From gatekeeping information to curating intelligence. When everyone has access to the same AI-powered analysis, raw information becomes worthless. The value moves to interpretation—what does this data mean for this specific company in this specific market at this specific moment? That requires deep domain knowledge and human judgment.
From manual coordination to orchestrated ecosystems. Instead of being the middleman, you become the platform. You don't connect parties manually—you build the system that connects them intelligently, learning and improving with every interaction.
From selling seats to selling capability. The SaaS crash isn't happening because software is dying. It's happening because AI is changing what capability means. The winners, as Lemkin noted, will price on outcomes rather than seats, own the data layer, and build AI-native interfaces.
The Mid-Market Advantage
Here's what gets lost in the headlines about billion-dollar AI investments: mid-market companies may actually be better positioned for reinvention than enterprises.

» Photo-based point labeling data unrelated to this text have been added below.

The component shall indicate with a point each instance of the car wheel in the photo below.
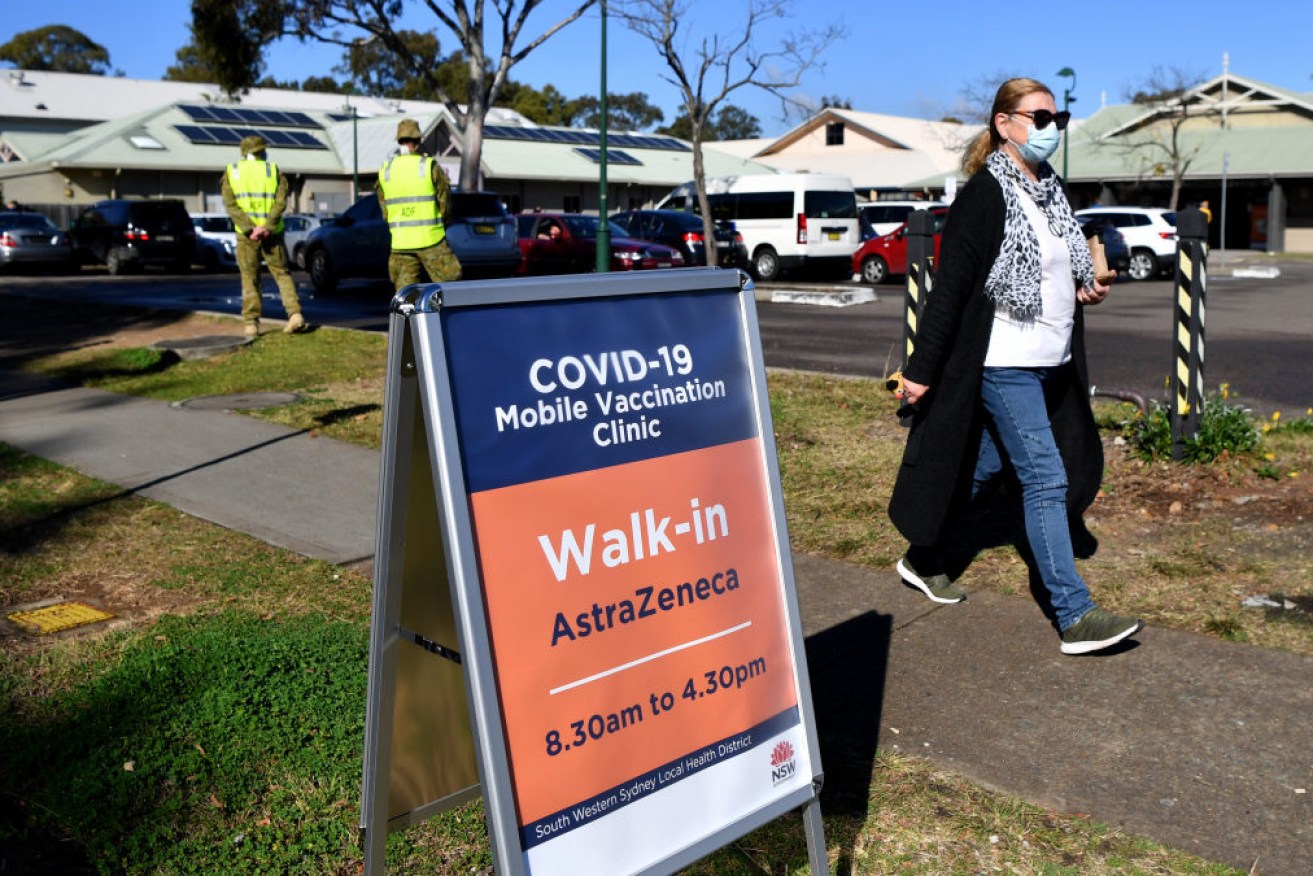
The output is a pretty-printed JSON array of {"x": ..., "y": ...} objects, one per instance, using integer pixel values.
[
  {"x": 117, "y": 263},
  {"x": 1144, "y": 264},
  {"x": 322, "y": 272},
  {"x": 875, "y": 271},
  {"x": 766, "y": 264}
]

Large organizations are paralyzed by complexity. They have legacy systems, entrenched processes, and organizational politics that make reinvention almost impossible without a multi-year, enterprise-wide program. BCG found that companies with over $5 billion in revenue are more likely to scale AI—but scaling isn't the same as reinventing.
Mid-market companies can move faster. You have fewer layers of approval. You know your customers more intimately. You can redesign a business model in months, not years.
The companies that will thrive aren't the ones with the biggest AI budgets. They're the ones that understand their customers deeply enough to know what outcome to reinvent around—and move decisively enough to do it before the market shifts.
This is fundamentally a human problem, not a technology problem. The leaders who understand how their customers actually talk about their needs, who can see past the current delivery model to the underlying value, who have the courage to cannibalize their own revenue before someone else does—those are the ones who will answer the reinvention question correctly.
The Window
The World Economic Forum reports that half of employers are actively reorienting their business models around AI in 2026. Deloitte shows company-wide AI transformation doubling year over year, now at 25%.
The window for reinvention is open. But it narrows quickly once competitors in your space start delivering outcomes that make your current model look expensive, slow, and unnecessary.
The question isn't whether your business model has an expiration date. Every model does. The question is whether you'll reinvent it on your terms—or wait until the market forces you to.
AI isn't coming for your job. It's coming for your value proposition. The companies that understand the difference will be the ones still standing in five years.